Weaknesses: Although I find Sections 1-3 nicely written and easy to follow, I have many issues with the experimental section. There are way too much information (and way too less description). I found Table 1 almost impossible to parse, even going through it multiple times. Much of the experimental setup is not really described either. - How was the the proposed method compared to supervised adversarial training [9,2] on the linear evaluation setting? Do the supervised methods are trained, then the CNN features frozen, then a new linear layer trained on the top of it? - I find the actual task of linear evaluation for adversarial training not very well motivated. The fact of evaluating self-supervised/unsupervised features with a linear probing makes (a bit) of sense, since we want to see how good the learning of features are. However, in the case of feature robustness (which is about the performance of features in a particular task) does not make sense, I dont understand why one would be interested in linear evaluation. I feel like the finetuning scenario makes much more sense -- and unfortunately, only a small part of experiments deal with it. - There are way too much training details missing in the paper. For example, what kind of data augmentation were used on the contrastive learning part? How comes SimCLR works only assuming a batch size of 256 (and therefore a very small number of negative samples at each iteration)? SimCLR require a very large batch size (order of thousands) to make it work. - It is not clear to me why is it necessary to consider both t'(x) and t'(x)^{adv} as positive samples in RoCL. Why the two positive samples instead of just the the adversarial pertubation?
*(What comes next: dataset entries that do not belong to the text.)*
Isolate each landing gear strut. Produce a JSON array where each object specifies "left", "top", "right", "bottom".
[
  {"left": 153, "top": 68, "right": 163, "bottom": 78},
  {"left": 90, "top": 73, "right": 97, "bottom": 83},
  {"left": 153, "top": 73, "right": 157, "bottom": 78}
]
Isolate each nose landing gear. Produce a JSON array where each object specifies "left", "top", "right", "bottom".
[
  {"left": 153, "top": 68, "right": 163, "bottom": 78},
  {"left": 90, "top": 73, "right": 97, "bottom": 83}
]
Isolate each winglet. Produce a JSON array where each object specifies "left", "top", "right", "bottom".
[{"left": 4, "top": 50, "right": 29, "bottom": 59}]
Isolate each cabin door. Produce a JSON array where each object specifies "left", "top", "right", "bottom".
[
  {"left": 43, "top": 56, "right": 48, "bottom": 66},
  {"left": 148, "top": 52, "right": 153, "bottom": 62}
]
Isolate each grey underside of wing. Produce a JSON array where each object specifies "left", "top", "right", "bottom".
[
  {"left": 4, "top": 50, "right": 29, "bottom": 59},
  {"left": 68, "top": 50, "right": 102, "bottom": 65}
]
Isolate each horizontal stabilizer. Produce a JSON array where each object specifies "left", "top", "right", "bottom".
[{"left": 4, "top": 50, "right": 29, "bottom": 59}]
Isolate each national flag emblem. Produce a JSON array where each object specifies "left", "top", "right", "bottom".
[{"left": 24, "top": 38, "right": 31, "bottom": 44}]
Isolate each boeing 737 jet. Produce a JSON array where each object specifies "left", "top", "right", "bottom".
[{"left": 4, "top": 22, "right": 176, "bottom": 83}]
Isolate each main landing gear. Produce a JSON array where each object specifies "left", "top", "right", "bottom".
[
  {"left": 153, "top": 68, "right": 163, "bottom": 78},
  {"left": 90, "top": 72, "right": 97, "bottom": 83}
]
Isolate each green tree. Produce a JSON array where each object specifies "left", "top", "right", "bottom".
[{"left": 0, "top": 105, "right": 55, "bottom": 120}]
Some ablation studies explaining some model choices would be also helpful.

Correctness: - As mentioned above, the algorithmic description of the model seems correct, but there are too much missing information on the experimental section to actually judge its correctness. - The transfer learning studied (CIFAR-10 to CIFAR-100 or vice-versa) might not be the best example of TL, given the task is the same (classification, albeit different number of categories) and the data distribution is still fairly similar.

Clarity: Section1-3 are well written and clear, but I find Section 4 (experiments) not clear at all. There are a lot of missing experimental details (a little bit is described on supp material, but still much is missing).

Relation to Prior Work: Yes.

Reproducibility: No

Additional Feedback: ============== Post-rebuttal comments ============== After seeing the other reviewers' comments and the authors' rebuttal, I decided to upgrade my score to 6. The author answered most of my concerns, but I still find that experimental section could be improved (in particular the clarity and the TL experiments). I would strongly recommend the authors to update the manuscript with the reviewers concerns.